Su Domani prosegue il Blog mafie, da un’idea di Attilio Bolzoni. Potete seguirlo su questa pagina. Ogni mese un macro-tema, approfondito con un nuovo contenuto al giorno in collaborazione con l’associazione Cosa vostra. Questa serie è incentrata sul giudice Giovanni Falcone e sulla strage di Capaci di trent’anni fa.


Giù a Palermo, la procura ha chiuso intanto la sua inchiesta sui «delitti politici», le uccisioni di Pio La Torre, del segretario provinciale della Dc Michele Reina e del presidente della Regione Piersanti Mattarella. È un’indagine superficiale, manca di approfondimenti sui mandanti.

Come sempre, c’è solo Totò Riina. «La mia firma su quell’inchiesta non ce la metto neanche se mi torturano», dice Falcone a Borsellino e a qualche altro collega. Ma ancora una volta prevale il senso del dovere, la disciplina, l’ubbidienza, il rispetto della gerarchia. Giovanni Falcone firma.

È stremato dalle polemiche precedenti, non condividere ufficialmente quell’inchiesta equivarrebbe aprire un altro «caso Palermo» e ricominciare con le audizioni al Csm.

Dopo il duello Falcone-Meli, lo scontro Falcone-Giammanco. Capisce che è finito in una trappola. È stanco. Gli spiace solo di non aver indagato di più su «Gladio», l’organizzazione paramilitare nata nell’immediato dopoguerra per difendere le democrazie occidentali dal «pericolo rosso».

Falcone ha trovato alcuni indizi degli «anticomunisti» strutturati militarmente, tracce che lo portano alla morte di Pio La Torre. È il procuratore Giammanco a fermarlo. Lui annota tutto sul suo computer. Consegna qualche appunto a Liana Milella, una giornalista di cui si fida. «Non si sa mai», le confessa. È frastornato, sempre più solo. Si prende i rimproveri e gli insulti anche degli artefici della «primavera» di Palermo.
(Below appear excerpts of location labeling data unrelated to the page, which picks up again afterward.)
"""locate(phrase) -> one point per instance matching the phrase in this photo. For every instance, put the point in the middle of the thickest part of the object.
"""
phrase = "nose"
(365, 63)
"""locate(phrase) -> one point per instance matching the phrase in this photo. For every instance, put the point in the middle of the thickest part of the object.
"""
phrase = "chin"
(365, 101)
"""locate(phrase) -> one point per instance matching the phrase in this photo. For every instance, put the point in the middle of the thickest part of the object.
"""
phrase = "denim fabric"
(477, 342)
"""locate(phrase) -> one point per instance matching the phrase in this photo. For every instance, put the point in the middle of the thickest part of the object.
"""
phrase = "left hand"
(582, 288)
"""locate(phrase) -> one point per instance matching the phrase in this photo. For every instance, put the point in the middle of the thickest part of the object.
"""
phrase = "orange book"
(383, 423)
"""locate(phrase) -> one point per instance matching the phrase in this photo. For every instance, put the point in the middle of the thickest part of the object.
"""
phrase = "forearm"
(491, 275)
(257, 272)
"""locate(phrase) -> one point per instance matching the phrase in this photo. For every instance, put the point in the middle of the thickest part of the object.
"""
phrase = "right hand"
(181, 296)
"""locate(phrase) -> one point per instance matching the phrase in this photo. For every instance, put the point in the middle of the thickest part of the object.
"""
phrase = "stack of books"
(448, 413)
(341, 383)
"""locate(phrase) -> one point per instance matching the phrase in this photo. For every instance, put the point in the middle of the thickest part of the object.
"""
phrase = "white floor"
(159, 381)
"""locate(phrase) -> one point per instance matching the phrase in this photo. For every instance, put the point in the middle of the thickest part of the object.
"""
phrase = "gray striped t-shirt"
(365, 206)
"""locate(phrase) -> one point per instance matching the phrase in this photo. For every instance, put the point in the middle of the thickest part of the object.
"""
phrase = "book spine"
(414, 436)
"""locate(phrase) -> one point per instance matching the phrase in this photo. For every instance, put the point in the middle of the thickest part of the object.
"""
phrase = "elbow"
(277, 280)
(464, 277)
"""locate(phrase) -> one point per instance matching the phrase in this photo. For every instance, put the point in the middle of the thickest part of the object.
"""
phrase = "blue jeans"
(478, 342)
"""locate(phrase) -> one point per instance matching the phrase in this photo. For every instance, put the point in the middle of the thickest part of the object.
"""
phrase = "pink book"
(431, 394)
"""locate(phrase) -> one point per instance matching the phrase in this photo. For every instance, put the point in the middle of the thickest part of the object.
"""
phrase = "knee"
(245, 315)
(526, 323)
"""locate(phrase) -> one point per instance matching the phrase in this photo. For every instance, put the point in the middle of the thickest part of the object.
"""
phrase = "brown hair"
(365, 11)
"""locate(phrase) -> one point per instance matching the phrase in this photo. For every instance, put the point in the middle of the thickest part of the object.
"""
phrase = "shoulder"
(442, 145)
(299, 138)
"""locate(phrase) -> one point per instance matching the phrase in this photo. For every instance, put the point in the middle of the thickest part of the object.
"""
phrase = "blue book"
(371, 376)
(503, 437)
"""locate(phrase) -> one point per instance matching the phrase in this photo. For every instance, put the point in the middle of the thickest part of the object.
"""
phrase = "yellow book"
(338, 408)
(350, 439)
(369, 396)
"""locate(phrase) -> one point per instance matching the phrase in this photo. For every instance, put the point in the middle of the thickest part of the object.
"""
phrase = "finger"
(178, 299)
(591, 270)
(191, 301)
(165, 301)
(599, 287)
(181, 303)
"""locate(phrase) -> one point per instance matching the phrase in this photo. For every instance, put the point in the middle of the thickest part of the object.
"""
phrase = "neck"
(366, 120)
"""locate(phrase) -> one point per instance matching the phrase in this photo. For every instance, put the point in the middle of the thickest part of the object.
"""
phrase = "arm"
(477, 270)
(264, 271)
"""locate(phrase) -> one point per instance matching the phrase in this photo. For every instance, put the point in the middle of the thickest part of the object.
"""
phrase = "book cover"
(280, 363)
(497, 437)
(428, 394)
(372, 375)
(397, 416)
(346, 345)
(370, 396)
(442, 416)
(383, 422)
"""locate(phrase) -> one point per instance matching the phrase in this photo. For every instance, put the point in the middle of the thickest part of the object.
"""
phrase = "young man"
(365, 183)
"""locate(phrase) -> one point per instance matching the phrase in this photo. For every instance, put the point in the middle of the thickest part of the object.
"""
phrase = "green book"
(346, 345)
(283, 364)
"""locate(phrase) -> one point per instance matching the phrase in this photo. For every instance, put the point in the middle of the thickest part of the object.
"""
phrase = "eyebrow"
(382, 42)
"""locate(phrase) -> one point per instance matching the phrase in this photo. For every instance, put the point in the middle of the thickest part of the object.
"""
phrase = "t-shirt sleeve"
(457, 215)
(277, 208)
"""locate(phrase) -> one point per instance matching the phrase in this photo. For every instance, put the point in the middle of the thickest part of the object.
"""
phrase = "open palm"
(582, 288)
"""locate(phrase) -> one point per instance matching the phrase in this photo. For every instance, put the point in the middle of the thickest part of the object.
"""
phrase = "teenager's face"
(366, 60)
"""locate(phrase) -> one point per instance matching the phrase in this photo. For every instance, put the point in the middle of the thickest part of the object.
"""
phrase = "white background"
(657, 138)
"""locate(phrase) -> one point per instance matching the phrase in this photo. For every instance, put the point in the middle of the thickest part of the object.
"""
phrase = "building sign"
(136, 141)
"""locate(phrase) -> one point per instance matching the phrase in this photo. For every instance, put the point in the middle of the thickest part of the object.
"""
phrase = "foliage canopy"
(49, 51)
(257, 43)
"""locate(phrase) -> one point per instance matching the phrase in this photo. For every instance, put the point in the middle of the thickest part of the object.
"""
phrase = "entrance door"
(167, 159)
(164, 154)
Il sindaco Orlando lo attacca «per le carte chiuse nei cassetti», il riferimento è alla sua firma in calce all’inchiesta sui cosiddetti delitti politici. È la fine di un’amicizia e la fine di un’epoca. È ancora il Consiglio Superiore della Magistratura ad intervenire, c’è ancora Falcone al centro di un affaire. Ora deve addirittura difendersi dalle accuse di non aver investigato a fondo sui mandanti. Si sfoga. Parla delle vittime eccellenti di Palermo, ma in realtà sta parlando di se stesso:

Niente è ritenuto innocente in Sicilia, né un alterco fra deputati né un contrasto ideologico all’interno di un partito. Accade quindi che alcuni uomini politici a un certo momento si trovano isolati nel loro stesso contesto. Essi allora diventano vulnerabili e si trasformano inconsapevolmente in vittime potenziali. Al di là delle specifiche cause della loro eliminazione, credo che sia incontestabile che Mattarella, Reina, La Torre erano rimasti isolati a causa delle loro battaglie in cui erano impegnati. Il condizionamento dell’ambiente siciliano, l’atmosfera globale hanno grande rilevanza nei delitti politici, certe dichiarazioni, certi comportamenti valgono a individuare la futura vittima senza che essa se ne renda nemmeno conto. Si muore generalmente perché si è soli o perché si è entrati in un gioco troppo grande. Si muore spesso perché non si dispone delle necessarie alleanze. In Sicilia la mafia colpisce i servitori dello Stato che lo Stato non è riuscito a proteggere.